A conectividade geoeconômica é a prioridade das principais potências da SCO e dos parceiros estratégicos Rússia-China. Desde o início dos anos 2000, a SCO evoluiu do contraterrorismo para a cooperação geoeconômica. Mais uma vez, em Islamabad, ficou claro que a SCO não se transformará em uma aliança militar nos moldes anti-OTAN.
O que mais importa agora para todos os membros, além da cooperação geoeconômica, é combater a guerra de terror do Ocidente – que deve se intensificar com o iminente e humilhante fracasso do Projeto Ucrânia.
Um mecanismo que poderia solidificar ainda mais a SCO e preparar o caminho para uma fusão com o BRICS mais adiante, em uma estrada rochosa, é o conceito chinês de Iniciativa de Segurança Global, que se encaixa no conceito russo apresentado aos EUA – e rejeitado por eles – em dezembro de 2021, apenas dois meses antes da inevitabilidade da SMO.
A China propõe “defender o princípio da segurança indivisível”, bem como “construir uma arquitetura de segurança equilibrada, eficaz e sustentável” e se opor firmemente à “construção da segurança nacional com base na insegurança de outros países”. Isso é algo que todos os membros da SCO – para não mencionar o BRICS – subscrevem.
Em suma, a indivisibilidade da segurança, conforme previsto pela Rússia-China, equivale à aplicação de fato da Carta da ONU. O resultado seria a paz em nível global e, consequentemente, a morte da OTAN.

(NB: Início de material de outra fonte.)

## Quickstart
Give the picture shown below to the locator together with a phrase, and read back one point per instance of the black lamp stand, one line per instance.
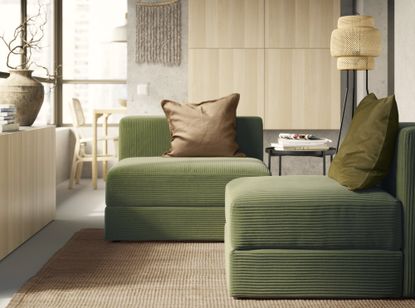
(346, 96)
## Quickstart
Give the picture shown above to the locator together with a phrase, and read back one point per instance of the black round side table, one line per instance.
(273, 152)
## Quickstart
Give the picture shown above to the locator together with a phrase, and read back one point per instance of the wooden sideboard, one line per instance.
(27, 184)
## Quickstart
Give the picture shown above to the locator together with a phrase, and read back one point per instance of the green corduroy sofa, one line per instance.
(150, 197)
(308, 236)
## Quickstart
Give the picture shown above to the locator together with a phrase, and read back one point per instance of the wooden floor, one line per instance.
(79, 208)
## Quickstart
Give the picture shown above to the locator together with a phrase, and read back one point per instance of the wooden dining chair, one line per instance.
(80, 154)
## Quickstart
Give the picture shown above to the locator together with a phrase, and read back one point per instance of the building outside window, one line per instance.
(94, 69)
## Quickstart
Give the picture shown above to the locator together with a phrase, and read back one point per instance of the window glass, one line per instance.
(88, 52)
(47, 112)
(93, 96)
(43, 23)
(9, 21)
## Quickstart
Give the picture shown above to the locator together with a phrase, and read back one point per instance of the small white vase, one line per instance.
(26, 93)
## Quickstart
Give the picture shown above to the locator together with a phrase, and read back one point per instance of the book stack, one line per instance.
(8, 118)
(300, 142)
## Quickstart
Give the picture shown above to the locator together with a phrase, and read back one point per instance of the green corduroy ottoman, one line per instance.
(309, 237)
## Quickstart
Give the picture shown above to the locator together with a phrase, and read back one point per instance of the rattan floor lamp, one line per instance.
(355, 43)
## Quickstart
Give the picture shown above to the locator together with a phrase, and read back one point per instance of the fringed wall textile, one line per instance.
(159, 32)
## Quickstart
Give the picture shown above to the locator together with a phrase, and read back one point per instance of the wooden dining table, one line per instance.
(97, 113)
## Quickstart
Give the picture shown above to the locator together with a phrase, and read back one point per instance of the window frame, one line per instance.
(58, 61)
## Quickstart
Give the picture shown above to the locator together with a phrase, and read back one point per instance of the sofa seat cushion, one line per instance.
(310, 212)
(178, 181)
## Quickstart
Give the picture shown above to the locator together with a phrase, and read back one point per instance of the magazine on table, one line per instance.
(300, 142)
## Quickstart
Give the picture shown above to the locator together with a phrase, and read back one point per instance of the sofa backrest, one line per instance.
(401, 183)
(150, 136)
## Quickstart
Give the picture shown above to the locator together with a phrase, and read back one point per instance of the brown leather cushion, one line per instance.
(204, 129)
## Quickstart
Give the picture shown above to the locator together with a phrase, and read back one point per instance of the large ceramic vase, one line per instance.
(26, 93)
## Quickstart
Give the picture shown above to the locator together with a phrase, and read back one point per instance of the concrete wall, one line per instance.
(405, 59)
(171, 82)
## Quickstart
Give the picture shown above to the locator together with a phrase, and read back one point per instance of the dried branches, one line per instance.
(26, 37)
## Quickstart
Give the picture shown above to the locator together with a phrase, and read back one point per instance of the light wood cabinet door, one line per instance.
(214, 73)
(300, 23)
(27, 185)
(226, 23)
(302, 89)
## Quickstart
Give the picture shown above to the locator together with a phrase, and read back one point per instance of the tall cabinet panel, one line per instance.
(226, 23)
(275, 53)
(27, 184)
(301, 89)
(300, 23)
(214, 73)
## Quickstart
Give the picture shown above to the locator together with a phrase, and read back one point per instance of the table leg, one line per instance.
(105, 163)
(94, 150)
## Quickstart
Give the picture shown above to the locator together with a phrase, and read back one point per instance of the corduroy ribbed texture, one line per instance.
(178, 181)
(310, 212)
(89, 272)
(150, 136)
(164, 223)
(272, 273)
(405, 192)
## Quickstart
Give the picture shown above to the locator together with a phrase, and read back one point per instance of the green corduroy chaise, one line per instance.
(308, 236)
(150, 197)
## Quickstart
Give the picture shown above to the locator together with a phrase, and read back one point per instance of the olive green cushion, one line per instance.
(365, 156)
(178, 181)
(310, 212)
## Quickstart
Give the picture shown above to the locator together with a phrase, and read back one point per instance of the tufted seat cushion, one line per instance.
(310, 212)
(176, 182)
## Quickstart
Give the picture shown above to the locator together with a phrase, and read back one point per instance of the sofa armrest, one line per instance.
(405, 192)
(143, 136)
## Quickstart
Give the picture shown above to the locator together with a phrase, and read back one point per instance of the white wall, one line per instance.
(405, 59)
(378, 78)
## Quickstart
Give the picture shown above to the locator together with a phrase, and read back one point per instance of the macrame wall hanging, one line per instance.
(159, 32)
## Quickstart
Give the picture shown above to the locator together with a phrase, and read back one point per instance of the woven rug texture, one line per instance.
(91, 272)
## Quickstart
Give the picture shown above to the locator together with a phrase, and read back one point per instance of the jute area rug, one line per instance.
(90, 272)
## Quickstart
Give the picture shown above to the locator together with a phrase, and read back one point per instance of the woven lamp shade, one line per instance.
(355, 43)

Embora a indivisibilidade da segurança ainda não possa ser adotada em toda a Eurásia – já que o Hegemon emprega uma guerra de terror em várias frentes para minar o surgimento de um mundo multinodal -, a conectividade transfronteiriça vantajosa para todos continua a se desenvolver, desde a Rota das Estepes até os corredores da Nova Rota da Seda.